Cronache

La notte social di Matteo scrittore da Mulino Bianco

Una lenzuolata per celebrare il distacco da Palazzo Chigi: la narrazione cade sulle bollette e la taverna

La notte social di Matteo scrittore da Mulino Bianco

L'arte oratoria è, notoriamente, più difficile di quella del governo. Matteo Renzi, un passato da leader politico e un futuro da scrittore emotionally correct, ha per ora fallito nella seconda, ma dà ottima prova nella prima. Archiviata la figura nel referendum, è passato con stile coraggioso alle figure retoriche. Sempre da premier della classe e sfoggiando un'Ars dicendi di ciceroniana reminiscenza ginnasiale. Liceo Dante di Firenze con maturità 60/60. Inventio, dispositio, elocutio, memoria...

Matteo Renzi ha buona memoria, e prosa ruffiana. Sono entrambe ottime qualità.
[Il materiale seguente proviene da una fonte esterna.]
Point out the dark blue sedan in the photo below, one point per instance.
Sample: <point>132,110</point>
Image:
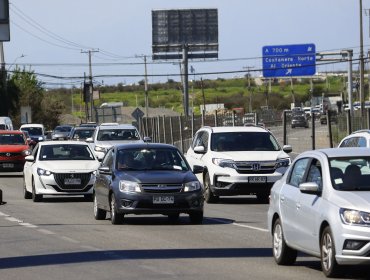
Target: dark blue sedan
<point>147,178</point>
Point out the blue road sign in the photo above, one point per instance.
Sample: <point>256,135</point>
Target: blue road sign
<point>289,60</point>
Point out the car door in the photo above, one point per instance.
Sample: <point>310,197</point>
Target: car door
<point>308,209</point>
<point>103,180</point>
<point>28,168</point>
<point>289,195</point>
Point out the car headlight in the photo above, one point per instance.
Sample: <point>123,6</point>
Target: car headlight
<point>224,162</point>
<point>100,149</point>
<point>355,217</point>
<point>285,162</point>
<point>129,186</point>
<point>43,172</point>
<point>26,153</point>
<point>192,186</point>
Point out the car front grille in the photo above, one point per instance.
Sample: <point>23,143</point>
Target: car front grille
<point>162,188</point>
<point>255,167</point>
<point>61,178</point>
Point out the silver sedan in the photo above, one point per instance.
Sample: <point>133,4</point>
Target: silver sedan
<point>321,206</point>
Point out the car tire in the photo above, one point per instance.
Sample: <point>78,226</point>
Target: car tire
<point>329,264</point>
<point>35,197</point>
<point>283,254</point>
<point>26,194</point>
<point>99,214</point>
<point>209,197</point>
<point>116,218</point>
<point>174,218</point>
<point>263,197</point>
<point>196,217</point>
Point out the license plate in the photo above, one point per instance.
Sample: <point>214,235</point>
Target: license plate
<point>8,165</point>
<point>163,199</point>
<point>72,181</point>
<point>257,179</point>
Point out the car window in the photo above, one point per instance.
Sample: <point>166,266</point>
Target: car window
<point>314,173</point>
<point>298,172</point>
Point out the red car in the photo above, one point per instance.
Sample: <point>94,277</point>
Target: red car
<point>13,149</point>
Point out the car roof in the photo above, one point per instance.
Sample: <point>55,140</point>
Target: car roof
<point>252,128</point>
<point>32,125</point>
<point>145,145</point>
<point>341,152</point>
<point>118,126</point>
<point>62,142</point>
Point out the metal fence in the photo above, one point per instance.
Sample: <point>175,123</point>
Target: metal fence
<point>180,130</point>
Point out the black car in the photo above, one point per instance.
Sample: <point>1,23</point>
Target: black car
<point>299,120</point>
<point>147,178</point>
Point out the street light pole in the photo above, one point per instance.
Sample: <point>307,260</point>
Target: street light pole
<point>362,68</point>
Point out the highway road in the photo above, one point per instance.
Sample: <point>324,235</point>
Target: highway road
<point>59,238</point>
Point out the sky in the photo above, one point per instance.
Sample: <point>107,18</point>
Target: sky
<point>52,38</point>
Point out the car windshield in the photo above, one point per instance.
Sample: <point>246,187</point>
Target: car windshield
<point>151,159</point>
<point>82,133</point>
<point>243,141</point>
<point>33,130</point>
<point>12,139</point>
<point>117,134</point>
<point>65,152</point>
<point>350,173</point>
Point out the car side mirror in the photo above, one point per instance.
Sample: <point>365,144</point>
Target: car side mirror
<point>198,169</point>
<point>287,148</point>
<point>199,150</point>
<point>105,170</point>
<point>30,158</point>
<point>310,188</point>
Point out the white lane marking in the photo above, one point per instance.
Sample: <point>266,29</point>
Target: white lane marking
<point>69,239</point>
<point>250,227</point>
<point>3,214</point>
<point>237,224</point>
<point>28,225</point>
<point>45,231</point>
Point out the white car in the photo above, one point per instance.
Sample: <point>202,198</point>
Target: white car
<point>59,168</point>
<point>238,161</point>
<point>321,207</point>
<point>360,138</point>
<point>109,134</point>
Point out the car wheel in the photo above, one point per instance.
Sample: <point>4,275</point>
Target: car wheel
<point>283,254</point>
<point>35,197</point>
<point>89,197</point>
<point>116,218</point>
<point>196,217</point>
<point>329,264</point>
<point>173,218</point>
<point>26,194</point>
<point>99,214</point>
<point>209,197</point>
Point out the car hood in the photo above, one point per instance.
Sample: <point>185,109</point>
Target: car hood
<point>13,148</point>
<point>60,166</point>
<point>252,155</point>
<point>157,176</point>
<point>358,200</point>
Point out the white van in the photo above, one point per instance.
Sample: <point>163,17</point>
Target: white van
<point>6,123</point>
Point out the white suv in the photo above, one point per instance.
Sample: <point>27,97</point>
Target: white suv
<point>238,161</point>
<point>108,134</point>
<point>360,138</point>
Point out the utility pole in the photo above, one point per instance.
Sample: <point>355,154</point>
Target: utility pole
<point>146,95</point>
<point>362,67</point>
<point>91,83</point>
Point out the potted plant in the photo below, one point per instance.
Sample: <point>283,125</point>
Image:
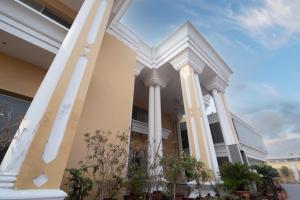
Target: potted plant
<point>201,175</point>
<point>237,178</point>
<point>173,169</point>
<point>79,185</point>
<point>156,183</point>
<point>137,182</point>
<point>106,161</point>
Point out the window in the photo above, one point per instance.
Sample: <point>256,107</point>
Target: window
<point>216,133</point>
<point>12,111</point>
<point>139,114</point>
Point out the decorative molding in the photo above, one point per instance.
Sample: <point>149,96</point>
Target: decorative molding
<point>218,84</point>
<point>221,150</point>
<point>40,180</point>
<point>138,68</point>
<point>40,194</point>
<point>185,39</point>
<point>188,57</point>
<point>154,77</point>
<point>26,23</point>
<point>142,127</point>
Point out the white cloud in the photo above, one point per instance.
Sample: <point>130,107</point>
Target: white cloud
<point>274,24</point>
<point>282,138</point>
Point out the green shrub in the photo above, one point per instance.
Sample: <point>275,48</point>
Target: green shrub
<point>285,171</point>
<point>137,180</point>
<point>237,177</point>
<point>78,184</point>
<point>266,170</point>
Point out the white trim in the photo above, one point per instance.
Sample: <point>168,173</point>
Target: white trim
<point>39,194</point>
<point>26,23</point>
<point>195,139</point>
<point>221,150</point>
<point>142,127</point>
<point>185,39</point>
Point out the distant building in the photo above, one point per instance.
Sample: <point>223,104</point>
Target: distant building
<point>292,162</point>
<point>99,75</point>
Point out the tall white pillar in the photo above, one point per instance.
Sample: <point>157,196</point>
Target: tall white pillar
<point>210,145</point>
<point>158,127</point>
<point>224,123</point>
<point>54,111</point>
<point>153,79</point>
<point>179,138</point>
<point>151,128</point>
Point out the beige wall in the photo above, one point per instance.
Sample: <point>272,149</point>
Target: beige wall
<point>19,77</point>
<point>278,165</point>
<point>108,105</point>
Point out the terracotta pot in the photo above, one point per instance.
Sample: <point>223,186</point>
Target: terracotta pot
<point>156,195</point>
<point>179,196</point>
<point>245,194</point>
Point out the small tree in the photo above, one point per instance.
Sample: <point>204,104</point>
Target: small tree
<point>79,185</point>
<point>285,171</point>
<point>173,168</point>
<point>137,180</point>
<point>201,174</point>
<point>106,161</point>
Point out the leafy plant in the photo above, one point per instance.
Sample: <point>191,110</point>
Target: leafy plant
<point>201,174</point>
<point>285,171</point>
<point>266,170</point>
<point>106,161</point>
<point>79,185</point>
<point>173,168</point>
<point>137,180</point>
<point>237,177</point>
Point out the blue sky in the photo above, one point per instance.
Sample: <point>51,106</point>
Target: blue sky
<point>259,40</point>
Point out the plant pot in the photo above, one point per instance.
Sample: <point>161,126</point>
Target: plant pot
<point>156,195</point>
<point>129,197</point>
<point>245,194</point>
<point>179,196</point>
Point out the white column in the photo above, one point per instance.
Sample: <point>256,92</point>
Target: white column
<point>179,138</point>
<point>210,144</point>
<point>225,127</point>
<point>16,153</point>
<point>151,128</point>
<point>158,126</point>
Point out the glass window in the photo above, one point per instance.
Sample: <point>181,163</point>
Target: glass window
<point>12,111</point>
<point>216,133</point>
<point>139,114</point>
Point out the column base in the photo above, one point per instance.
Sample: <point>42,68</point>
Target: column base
<point>45,194</point>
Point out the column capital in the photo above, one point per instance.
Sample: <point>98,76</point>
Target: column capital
<point>188,57</point>
<point>218,84</point>
<point>154,77</point>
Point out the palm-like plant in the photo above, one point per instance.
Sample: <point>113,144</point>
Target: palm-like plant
<point>173,168</point>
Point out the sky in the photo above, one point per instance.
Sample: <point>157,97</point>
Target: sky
<point>258,39</point>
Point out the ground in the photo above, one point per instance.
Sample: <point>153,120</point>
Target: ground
<point>293,191</point>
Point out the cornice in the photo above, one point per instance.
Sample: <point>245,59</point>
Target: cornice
<point>188,57</point>
<point>184,46</point>
<point>23,21</point>
<point>154,77</point>
<point>217,83</point>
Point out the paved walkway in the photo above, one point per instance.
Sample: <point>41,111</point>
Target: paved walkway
<point>293,191</point>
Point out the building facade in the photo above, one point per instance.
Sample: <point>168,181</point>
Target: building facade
<point>71,67</point>
<point>292,163</point>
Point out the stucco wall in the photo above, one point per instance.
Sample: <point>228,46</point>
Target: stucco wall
<point>108,105</point>
<point>20,77</point>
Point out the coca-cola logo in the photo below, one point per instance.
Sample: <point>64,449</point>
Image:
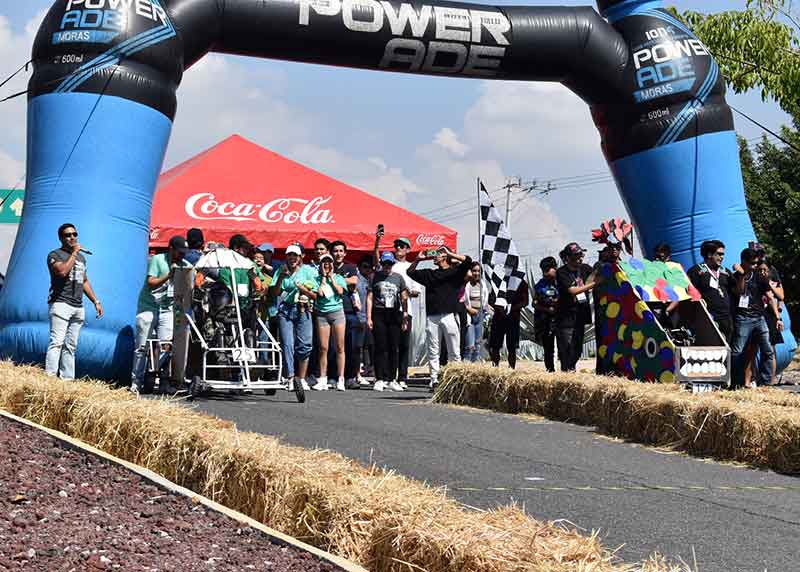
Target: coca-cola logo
<point>205,206</point>
<point>430,240</point>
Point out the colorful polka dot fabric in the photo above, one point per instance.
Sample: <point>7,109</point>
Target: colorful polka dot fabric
<point>630,341</point>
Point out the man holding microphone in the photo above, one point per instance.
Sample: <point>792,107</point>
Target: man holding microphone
<point>68,284</point>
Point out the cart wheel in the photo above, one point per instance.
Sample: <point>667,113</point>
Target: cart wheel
<point>195,387</point>
<point>299,392</point>
<point>149,383</point>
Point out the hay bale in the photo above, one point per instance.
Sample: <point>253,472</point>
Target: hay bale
<point>761,428</point>
<point>383,521</point>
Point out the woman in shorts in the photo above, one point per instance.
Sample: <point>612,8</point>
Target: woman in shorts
<point>329,289</point>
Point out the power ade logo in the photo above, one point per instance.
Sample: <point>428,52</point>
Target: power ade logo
<point>100,21</point>
<point>666,65</point>
<point>456,48</point>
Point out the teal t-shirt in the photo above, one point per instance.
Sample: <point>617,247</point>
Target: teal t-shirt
<point>161,297</point>
<point>305,275</point>
<point>327,304</point>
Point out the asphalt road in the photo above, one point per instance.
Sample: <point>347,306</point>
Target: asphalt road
<point>733,519</point>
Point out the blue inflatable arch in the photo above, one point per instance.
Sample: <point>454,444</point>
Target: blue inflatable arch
<point>102,101</point>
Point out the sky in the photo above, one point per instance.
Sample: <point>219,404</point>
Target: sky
<point>419,142</point>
Ieri, su Facebook, ne ha dato una prova commovente. Nella notte, momento propizio per i bilanci esistenziali e le perifrasi torrenziali, ha postato un lungo addio a Palazzo Chigi, mille giorni in 3200 battute, luoghi comuni inclusi, 50 righe, lacrime e refusi. Salta l'exordium, ed è subito narratio. Che oggi si dice storytelling: «Torno a Pontassieve, come tutti i fine settimana. Entro in casa, dormono tutti...». L'incipit è tra la dimessa Weltanschauung veltroniana e Famiglia cristiana riletta da Moccia. Tocca i cuori delle mamme e accarezza l'etica dei lavoratori. Dopo, inizia il racconto. «Il gesto dolce e automatico di rimboccare le coperte ai figli, un'occhiata alla posta cartacea arrivata in settimana tanto ormai con internet sono solo bollette, il silenzio della famiglia che riposa...».
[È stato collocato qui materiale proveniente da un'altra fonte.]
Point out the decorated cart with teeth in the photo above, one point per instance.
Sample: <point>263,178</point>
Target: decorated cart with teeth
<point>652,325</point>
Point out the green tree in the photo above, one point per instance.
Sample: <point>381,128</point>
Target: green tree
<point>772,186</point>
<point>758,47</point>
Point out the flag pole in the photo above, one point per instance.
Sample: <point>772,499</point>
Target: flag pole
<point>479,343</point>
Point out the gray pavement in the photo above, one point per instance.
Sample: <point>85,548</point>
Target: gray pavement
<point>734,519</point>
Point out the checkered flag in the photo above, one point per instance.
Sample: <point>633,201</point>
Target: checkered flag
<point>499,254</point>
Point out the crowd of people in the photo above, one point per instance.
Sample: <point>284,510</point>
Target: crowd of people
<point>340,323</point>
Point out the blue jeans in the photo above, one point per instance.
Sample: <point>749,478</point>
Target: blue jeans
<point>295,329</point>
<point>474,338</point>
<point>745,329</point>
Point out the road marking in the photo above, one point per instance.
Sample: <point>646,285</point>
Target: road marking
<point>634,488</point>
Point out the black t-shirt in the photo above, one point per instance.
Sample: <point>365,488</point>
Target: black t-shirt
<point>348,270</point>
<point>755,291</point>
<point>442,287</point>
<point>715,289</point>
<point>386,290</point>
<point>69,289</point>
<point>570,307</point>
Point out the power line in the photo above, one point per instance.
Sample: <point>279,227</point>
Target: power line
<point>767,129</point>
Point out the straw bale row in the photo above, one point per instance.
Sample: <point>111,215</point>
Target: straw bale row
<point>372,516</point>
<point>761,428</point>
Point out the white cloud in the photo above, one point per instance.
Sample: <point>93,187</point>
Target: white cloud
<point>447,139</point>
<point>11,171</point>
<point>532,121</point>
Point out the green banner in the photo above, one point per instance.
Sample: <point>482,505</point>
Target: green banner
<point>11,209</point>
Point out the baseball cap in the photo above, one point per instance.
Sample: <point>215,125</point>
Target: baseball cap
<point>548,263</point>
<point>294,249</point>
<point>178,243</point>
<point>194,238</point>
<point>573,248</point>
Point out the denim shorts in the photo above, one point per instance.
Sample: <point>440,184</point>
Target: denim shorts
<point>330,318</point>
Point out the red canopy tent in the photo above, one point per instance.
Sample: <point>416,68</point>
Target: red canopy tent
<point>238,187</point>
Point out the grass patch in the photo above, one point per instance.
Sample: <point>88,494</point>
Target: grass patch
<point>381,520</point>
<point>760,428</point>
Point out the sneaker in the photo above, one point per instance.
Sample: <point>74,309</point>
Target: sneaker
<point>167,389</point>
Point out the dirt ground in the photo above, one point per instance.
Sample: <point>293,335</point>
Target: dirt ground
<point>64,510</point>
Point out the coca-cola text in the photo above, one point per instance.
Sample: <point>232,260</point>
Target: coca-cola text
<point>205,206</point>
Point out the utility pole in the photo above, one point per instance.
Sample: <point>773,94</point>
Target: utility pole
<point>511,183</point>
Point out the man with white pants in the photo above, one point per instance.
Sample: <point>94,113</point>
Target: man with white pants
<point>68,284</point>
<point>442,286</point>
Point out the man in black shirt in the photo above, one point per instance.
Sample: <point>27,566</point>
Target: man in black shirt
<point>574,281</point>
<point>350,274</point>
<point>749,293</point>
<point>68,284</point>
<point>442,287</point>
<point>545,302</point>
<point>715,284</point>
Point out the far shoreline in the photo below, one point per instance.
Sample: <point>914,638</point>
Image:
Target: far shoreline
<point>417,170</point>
Matteo Renzi non dorme mai, neppure ora. Il suo post narra di una sconfitta, ma la scrittura è vittoriosa. Il vizio è la falsa modestia, il virtuosismo sta nello stile. «Torno semplice cittadino». Pathos e anafora. «Non ho paracadute. Non ho un seggio parlamentare, non ho uno stipendio, non ho un vitalizio, non ho l'immunità». Anche lui proverà l'amarezza del jobs act. Fra precariato e consecutio temporum.

I tempi sono difficili, Matteo Renzi ha fatto tutto ciò che era possibile. Lo rivendica, e non rimpiange. La narrazione procede. Mulino bianco e battute a affetto. Tempi comici e Baricco. «Nei prossimi giorni sarò impegnato in dure trattative coi miei figli per strappare l'utilizzo non esclusivo della taverna di casa: più complicato di gestire la maggioranza».
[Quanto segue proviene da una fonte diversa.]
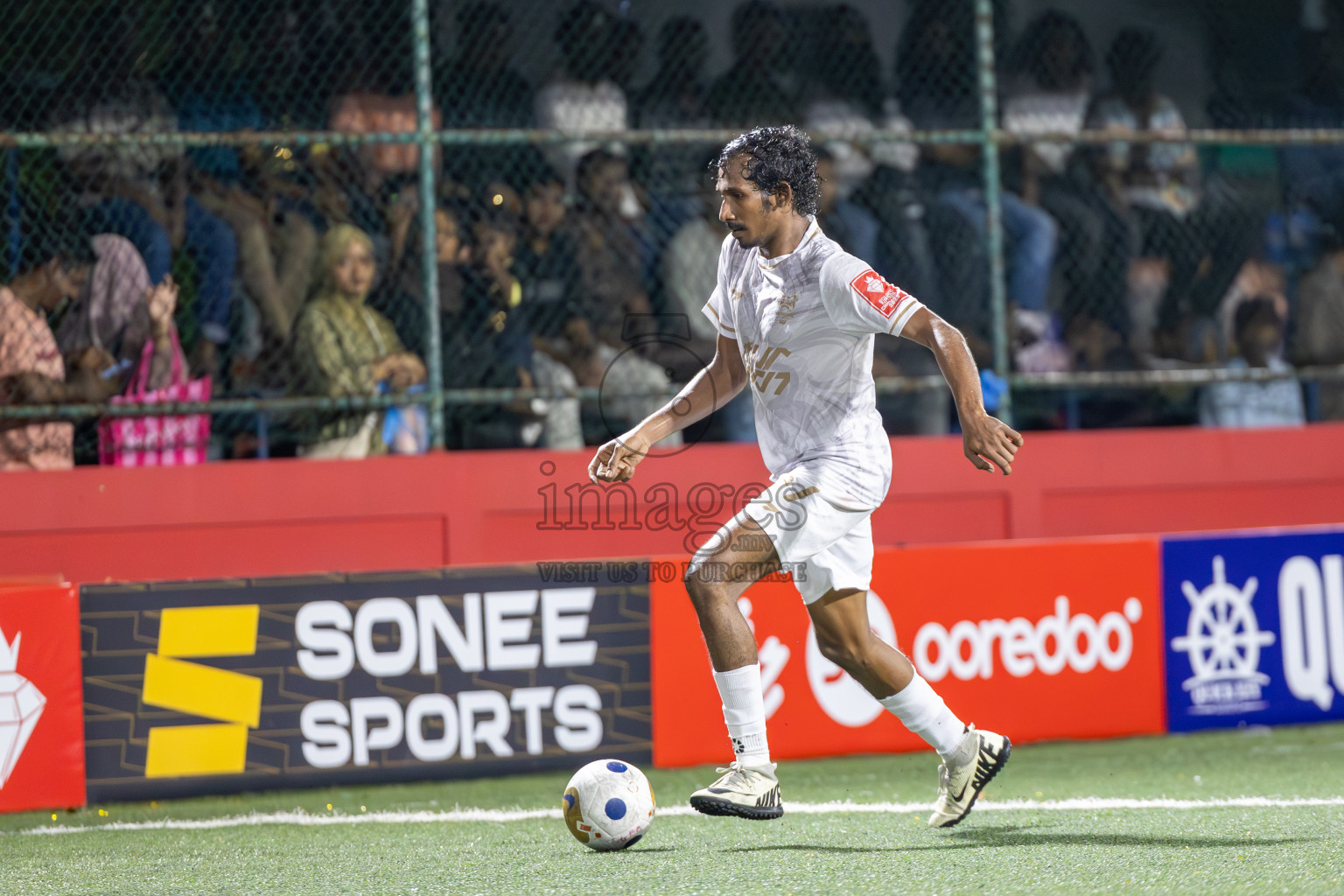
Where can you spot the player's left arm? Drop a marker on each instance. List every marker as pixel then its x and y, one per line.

La maggioranza sono frasi fatte, cliché, artifici retorici. La scrittura zoppica, ma l'epica è felice. «Quando il popolo parla, punto. Si ascolta e si prende atto. Gli italiani hanno deciso, viva l'Italia». «In un Paese in cui le dimissioni si annunciano, io le ho date». «La politica per me è servire il Paese, non servirsene». Anche l'emotività, non solo la politica, procede per slogan. È l'eloquenza che traccia l'aforisma, ma è l'enfasi che lo difende.

«Ci sono migliaia di luci che brillano nella notte italiana. Proveremo di nuovo a riunirle». Quando la retorica dimentica la realtà. La maggior parte degli italiani non riesce a pagare nemmeno la bolletta delle tue luci, chiosano i suoi nemici di Facebook. Ogni leader ha i follower che si merita. Ogni scrittore le proposizioni che sa coniare.

«Non si arriva se non per ripartire». Siddharta, ritradotto da un mediocre ghostwriter della Leopolda.

«È nei momenti in cui la strada è più dura che si vedono gli amici veri». Coelho, aggiornato dal capo della comunicazione del Monte dei Paschi.

«Solo chi cambia aiuta un Paese bello e difficile come l'Italia». Gramellini, ritwittato da Severgnini.

E la chiusa suona profetica: «Ci sentiamo presto, amici». Il veleno, non solo sintatticamente, è sempre nella coda.

Ubi leonis pellis deficit, vulpina induenda est.

«Quando manca la pelle del leone, bisogna indossare quella della volpe», ripetevano gli oratori latini.